Introduction to SOM/LVQ_PAK 3.0

This document describes new features and changes to the packages since the 2.x versions. If you are not familiar with the packages already, you might want to take a look at the package documentation first.

The new packages work just like the older versions if you don't use any of the new features. The file format is changes slightly but the old data files should work. The only change is the option to ignore some vector components. Some of the new features only work in an UNIX-like environment because they require the UNIX popen() function call. New features are:

Reading and writing compressed files

To read or write compressed files just put the suffix .gz at the end of the filename. The file is automatically uncompressed or compressed as the file is being read or written. SOM/LVQ use gzip for compressing and uncompressing. It can also read files compressed with regular UNIX compress-command (since gzip does it). The commands used for compressing and decompressing can be changed with command line options or at compile time.

Example: with vsom, to use a compressed data file for teaching:

vsom -din data.dat.gz ...
Since compressing/uncompressing uses the popen() function to run gzip, compressed files won't work in some environments (MSDOS).
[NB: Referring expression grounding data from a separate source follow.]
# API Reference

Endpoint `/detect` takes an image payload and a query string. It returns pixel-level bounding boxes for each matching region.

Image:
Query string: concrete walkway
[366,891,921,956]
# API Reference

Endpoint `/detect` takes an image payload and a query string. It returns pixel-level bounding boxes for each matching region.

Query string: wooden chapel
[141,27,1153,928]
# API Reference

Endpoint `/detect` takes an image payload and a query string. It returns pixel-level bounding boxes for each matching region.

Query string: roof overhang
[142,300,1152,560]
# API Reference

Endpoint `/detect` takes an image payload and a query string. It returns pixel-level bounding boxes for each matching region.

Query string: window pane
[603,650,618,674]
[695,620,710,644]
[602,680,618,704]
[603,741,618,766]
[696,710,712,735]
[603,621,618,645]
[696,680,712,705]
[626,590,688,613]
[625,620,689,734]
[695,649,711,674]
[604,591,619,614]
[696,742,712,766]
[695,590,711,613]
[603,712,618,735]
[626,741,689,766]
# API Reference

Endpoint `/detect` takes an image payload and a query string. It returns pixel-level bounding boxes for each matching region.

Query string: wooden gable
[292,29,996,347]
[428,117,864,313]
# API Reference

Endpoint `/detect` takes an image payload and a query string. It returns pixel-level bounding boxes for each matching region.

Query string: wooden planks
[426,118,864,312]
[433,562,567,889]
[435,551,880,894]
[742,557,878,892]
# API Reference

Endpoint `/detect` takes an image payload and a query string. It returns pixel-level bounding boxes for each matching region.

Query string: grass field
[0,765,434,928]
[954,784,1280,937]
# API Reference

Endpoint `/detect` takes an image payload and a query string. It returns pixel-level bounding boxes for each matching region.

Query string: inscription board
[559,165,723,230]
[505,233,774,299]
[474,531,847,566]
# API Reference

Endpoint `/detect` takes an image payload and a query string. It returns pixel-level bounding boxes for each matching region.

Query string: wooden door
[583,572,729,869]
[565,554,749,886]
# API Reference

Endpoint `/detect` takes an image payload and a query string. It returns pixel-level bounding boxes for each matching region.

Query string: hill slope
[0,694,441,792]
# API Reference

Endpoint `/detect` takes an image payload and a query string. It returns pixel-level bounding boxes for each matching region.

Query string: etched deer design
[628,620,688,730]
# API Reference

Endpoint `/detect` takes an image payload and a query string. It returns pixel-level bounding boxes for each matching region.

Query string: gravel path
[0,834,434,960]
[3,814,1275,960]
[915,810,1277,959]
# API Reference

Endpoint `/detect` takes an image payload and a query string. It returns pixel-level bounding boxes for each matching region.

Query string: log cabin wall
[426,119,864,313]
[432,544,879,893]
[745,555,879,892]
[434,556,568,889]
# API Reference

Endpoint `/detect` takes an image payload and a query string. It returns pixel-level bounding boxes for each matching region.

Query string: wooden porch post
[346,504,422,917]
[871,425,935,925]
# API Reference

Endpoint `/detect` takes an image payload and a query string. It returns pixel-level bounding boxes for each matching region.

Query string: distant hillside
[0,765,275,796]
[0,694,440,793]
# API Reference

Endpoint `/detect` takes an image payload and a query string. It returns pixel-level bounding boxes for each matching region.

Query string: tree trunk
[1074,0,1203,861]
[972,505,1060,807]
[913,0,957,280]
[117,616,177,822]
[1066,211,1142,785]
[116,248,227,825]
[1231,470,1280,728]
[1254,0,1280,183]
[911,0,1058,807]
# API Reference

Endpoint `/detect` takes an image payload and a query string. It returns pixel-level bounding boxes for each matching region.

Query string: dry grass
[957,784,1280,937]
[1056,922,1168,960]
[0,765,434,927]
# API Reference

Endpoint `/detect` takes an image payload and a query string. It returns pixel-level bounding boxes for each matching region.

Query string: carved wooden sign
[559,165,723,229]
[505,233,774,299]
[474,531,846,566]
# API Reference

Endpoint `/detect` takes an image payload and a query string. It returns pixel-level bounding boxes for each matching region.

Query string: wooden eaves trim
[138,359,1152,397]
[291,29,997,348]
Using standard input/output

To use standard input or output, use the minus ('-') as filename. Data is then read from stdin or written to stdout. For example, to read teaching data from stdin with vsom:
vsom -din - ...

Piped commands

If you use a filename that starts with the UNIX pipe character ('|'), the filename is executed as a command. If the file is opened for writing the output of the SOM command is piped to the command as standard input. Likewise, when the file is opened for reading the output of the command is read by the SOM programs.

For example:

   vsom -cin "|randinit ..." ... 
Vsom would start the program randinit when it wants to read the initial codebook. However, the same thing could be done with:
   randinit ... | vsom -cin - ...
This feature is useful in the saving of snapshots. The reading and writing of compressed commands is actually a special case of this feature (the same restrictions about popen() apply).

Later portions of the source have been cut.